Saturday, January 15, 2011

Praying For Forgiveness


For some reason, I was thinking recently about the time I told my dear future wife that I had just gotten saved. It was a turning point in our long-distance relationship, the culmination of months of her witnessing to me, accentuated by a whirlwind romance, a heart-wrenching (but brief) breakup, and intense soul-searching.  I excitedly told her that I had asked Jesus to forgive me of my sins and to guide me in everything I do.  Instead of breaking into tears or saying how wonderful it was, she asked something that sent me for a loop, "Did He forgive you?"

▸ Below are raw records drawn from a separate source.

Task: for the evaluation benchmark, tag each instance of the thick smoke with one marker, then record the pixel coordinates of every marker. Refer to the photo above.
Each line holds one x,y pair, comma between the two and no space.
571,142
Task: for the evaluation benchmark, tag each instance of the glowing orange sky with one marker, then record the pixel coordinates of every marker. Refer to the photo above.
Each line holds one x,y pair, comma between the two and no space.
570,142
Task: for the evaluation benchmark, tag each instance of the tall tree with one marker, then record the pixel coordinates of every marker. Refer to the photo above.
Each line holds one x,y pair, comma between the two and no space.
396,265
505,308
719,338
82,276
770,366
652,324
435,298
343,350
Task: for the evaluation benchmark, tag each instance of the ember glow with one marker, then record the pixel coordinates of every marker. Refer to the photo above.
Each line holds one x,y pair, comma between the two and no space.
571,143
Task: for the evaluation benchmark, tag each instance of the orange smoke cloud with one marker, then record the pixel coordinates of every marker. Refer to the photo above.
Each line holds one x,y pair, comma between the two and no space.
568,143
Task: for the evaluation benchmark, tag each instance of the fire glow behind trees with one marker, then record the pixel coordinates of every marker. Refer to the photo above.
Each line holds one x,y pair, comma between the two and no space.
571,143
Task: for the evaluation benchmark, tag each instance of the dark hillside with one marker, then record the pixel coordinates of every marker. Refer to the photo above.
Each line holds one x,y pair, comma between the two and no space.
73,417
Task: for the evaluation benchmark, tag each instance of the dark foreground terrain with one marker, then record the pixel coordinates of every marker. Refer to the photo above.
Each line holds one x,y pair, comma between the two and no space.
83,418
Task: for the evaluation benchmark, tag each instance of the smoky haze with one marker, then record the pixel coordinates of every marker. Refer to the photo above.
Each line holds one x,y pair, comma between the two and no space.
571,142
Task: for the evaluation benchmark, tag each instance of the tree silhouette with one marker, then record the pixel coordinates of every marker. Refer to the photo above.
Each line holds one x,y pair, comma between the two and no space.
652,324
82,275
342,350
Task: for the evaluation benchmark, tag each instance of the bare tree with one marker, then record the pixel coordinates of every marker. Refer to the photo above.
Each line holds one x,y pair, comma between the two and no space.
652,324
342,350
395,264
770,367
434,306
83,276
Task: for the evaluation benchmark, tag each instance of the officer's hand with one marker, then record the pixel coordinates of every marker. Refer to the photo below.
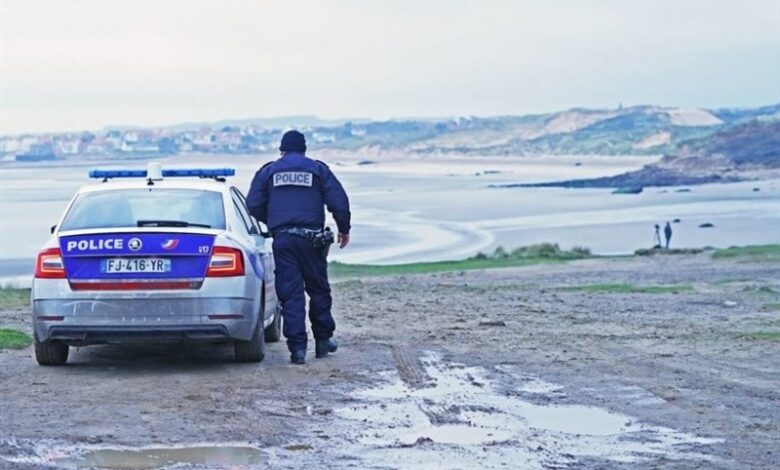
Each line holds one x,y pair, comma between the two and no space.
343,240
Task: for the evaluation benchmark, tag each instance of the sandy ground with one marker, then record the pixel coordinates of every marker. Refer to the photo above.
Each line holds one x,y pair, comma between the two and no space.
484,369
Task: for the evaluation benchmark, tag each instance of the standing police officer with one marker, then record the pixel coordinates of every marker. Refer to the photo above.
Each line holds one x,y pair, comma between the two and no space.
289,195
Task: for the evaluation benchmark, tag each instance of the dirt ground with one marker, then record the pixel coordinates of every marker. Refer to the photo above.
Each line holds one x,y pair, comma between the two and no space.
506,368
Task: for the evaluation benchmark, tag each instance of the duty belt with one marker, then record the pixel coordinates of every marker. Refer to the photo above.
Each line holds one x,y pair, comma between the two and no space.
301,232
320,239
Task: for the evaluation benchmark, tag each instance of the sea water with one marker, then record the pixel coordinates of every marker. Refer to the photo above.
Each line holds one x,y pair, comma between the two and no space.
429,209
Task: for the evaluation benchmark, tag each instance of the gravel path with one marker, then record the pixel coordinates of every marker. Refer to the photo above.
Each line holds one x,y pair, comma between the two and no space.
491,369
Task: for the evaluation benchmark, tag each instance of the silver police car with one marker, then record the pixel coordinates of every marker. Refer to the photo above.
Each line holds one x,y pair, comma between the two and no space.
155,255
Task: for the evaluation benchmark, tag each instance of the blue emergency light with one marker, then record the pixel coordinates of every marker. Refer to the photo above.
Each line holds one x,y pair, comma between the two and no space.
172,173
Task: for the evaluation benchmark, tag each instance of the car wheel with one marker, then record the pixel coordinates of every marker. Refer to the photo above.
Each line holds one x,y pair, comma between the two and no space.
274,331
51,353
254,349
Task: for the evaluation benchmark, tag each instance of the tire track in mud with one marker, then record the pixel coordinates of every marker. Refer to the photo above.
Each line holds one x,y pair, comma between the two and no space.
410,368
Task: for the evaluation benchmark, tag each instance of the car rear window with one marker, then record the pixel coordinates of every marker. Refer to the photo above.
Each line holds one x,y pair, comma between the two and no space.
124,208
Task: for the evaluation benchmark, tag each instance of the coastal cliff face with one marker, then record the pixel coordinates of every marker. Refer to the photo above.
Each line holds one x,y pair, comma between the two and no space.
746,151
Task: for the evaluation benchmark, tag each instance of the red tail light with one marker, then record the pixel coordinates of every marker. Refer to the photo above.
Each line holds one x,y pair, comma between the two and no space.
226,262
49,264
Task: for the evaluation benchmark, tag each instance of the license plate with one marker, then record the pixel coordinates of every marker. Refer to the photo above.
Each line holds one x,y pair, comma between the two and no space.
135,265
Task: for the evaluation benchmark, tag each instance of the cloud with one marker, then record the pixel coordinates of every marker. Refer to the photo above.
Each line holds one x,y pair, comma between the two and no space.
89,63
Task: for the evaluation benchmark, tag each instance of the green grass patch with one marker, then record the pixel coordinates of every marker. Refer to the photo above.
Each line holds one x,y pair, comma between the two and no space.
13,339
630,289
13,298
755,252
525,256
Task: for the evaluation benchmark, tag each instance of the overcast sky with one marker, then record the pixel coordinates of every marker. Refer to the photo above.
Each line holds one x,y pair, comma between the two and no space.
86,64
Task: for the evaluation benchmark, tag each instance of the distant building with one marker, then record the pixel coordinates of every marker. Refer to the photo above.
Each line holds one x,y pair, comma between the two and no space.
37,153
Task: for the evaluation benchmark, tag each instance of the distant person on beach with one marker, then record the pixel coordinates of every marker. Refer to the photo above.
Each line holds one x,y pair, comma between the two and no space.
668,234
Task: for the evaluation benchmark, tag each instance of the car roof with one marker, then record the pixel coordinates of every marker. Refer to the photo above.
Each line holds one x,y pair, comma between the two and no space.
204,184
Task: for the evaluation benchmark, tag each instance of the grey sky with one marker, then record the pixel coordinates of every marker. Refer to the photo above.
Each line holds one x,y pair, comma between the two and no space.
85,64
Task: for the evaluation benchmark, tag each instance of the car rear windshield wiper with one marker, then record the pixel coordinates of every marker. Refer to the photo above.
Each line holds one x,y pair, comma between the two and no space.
169,223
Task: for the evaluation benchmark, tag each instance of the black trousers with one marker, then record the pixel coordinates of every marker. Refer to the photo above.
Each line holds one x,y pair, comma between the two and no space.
302,268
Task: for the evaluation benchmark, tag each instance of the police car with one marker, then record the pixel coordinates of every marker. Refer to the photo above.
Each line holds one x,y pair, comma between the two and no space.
155,255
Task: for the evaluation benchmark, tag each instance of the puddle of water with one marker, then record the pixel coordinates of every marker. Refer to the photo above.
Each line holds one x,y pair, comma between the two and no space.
464,420
159,457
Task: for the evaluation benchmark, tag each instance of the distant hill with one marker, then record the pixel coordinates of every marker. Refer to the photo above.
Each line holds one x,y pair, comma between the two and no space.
636,130
745,151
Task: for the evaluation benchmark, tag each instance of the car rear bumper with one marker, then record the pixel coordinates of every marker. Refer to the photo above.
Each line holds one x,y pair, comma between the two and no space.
117,320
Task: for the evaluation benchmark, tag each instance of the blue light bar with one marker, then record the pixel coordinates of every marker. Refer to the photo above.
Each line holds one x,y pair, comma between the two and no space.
172,173
200,172
101,174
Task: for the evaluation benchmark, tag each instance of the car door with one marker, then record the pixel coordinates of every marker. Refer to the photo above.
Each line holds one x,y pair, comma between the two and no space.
263,248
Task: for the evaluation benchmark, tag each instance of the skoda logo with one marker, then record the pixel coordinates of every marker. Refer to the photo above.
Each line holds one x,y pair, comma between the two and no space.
134,244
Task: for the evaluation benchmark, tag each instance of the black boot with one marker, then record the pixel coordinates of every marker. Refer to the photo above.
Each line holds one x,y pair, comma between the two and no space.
325,346
298,357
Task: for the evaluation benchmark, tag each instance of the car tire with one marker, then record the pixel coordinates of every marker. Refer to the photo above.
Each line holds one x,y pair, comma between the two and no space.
254,349
51,353
274,331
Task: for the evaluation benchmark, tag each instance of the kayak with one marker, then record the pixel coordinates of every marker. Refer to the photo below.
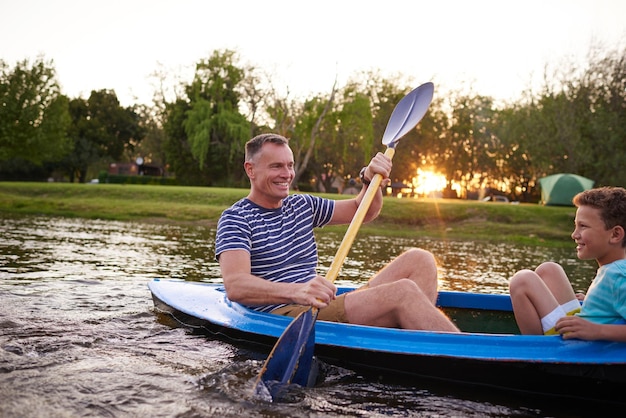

Farrah had been taught that when you get saved, you know it right away.  But she was talking to a guy who had grown up practically an atheist and did not yet know verses like 1 John 1:9, "If we confess our sins, he is faithful and just to forgive us our sins, and to cleanse us from all unrighteousness."  This is one of God's many promises, that guarantees that He will hear and answer the sinner's prayer.

I do indeed have the assurance that I've been forgiven of my sins and that I am His child, but how and why is God "faithful and just" to forgive and cleanse us?  Do we have the power or the right to demand it of Him?  Whom is God being faithful to?  Were we being faithful to Him when we were in sin?  And how is He being "just" by letting us criminals walk away scot-free?

It is well-established in Holy Scripture that sin separates us from God.  There is nothing we can do to remedy the situation, apart from God. Going way back to Adam and Eve, God required regular sacrifices as payment for sin.  But the sacrifices were only a band-aid.  Holy divine blood was required for the once-for-all atonement and cleansing of God's people (Heb. 9 & 10).  "For if the blood of bulls and of goats, and the ashes of an heifer sprinkling the unclean, sanctifieth to the purifying of the flesh, how much more shall the blood of Christ, who through the eternal Spirit offered himself without spot to God, purge your conscience from dead works to serve the living God? And for this cause he is the mediator of the new testament, that by means of death, for the redemption of the transgressions that were under the first testament, they which are called might receive the promise of eternal inheritance" (Heb. 9:13-15).

In Ephesians 4:32, Paul entreats us to forgive one another, "even as God for Christ's sake hath forgiven you."  That's the key, isn't it?  God bought us back to Himself with His own blood.  That's why He forgives, cleanses, and inhabits a repentant heart.  "What? Know ye not that your body is the temple of the Holy Ghost which is in you, which ye have of God, and ye are not your own? For ye are bought with a price: therefore glorify God in your body, and in your spirit, which are God's" (1 Cor. 6:19-20).  For Him to do otherwise would be like Bill Gates spending all his wealth on a mansion and then never living in it.

So does this mean that we have an excuse (or at least a safety net) for sinning?  "God forbid. How shall we, that are dead to sin, live any longer therein?" (Rom. 6:2).  Heb. 10 makes it very clear that sin grieves the Holy Spirit and brings God's judgment upon us.  God not only calls upon us to be holy as He is, but He also transforms us into His holy image, through the Holy Spirit.  That process begins and continues with repentance and forgiveness.

Therefore, repent, trust that you have been forgiven, and "let patience have her perfect work, that ye may be perfect and entire, wanting nothing" (James 1:4).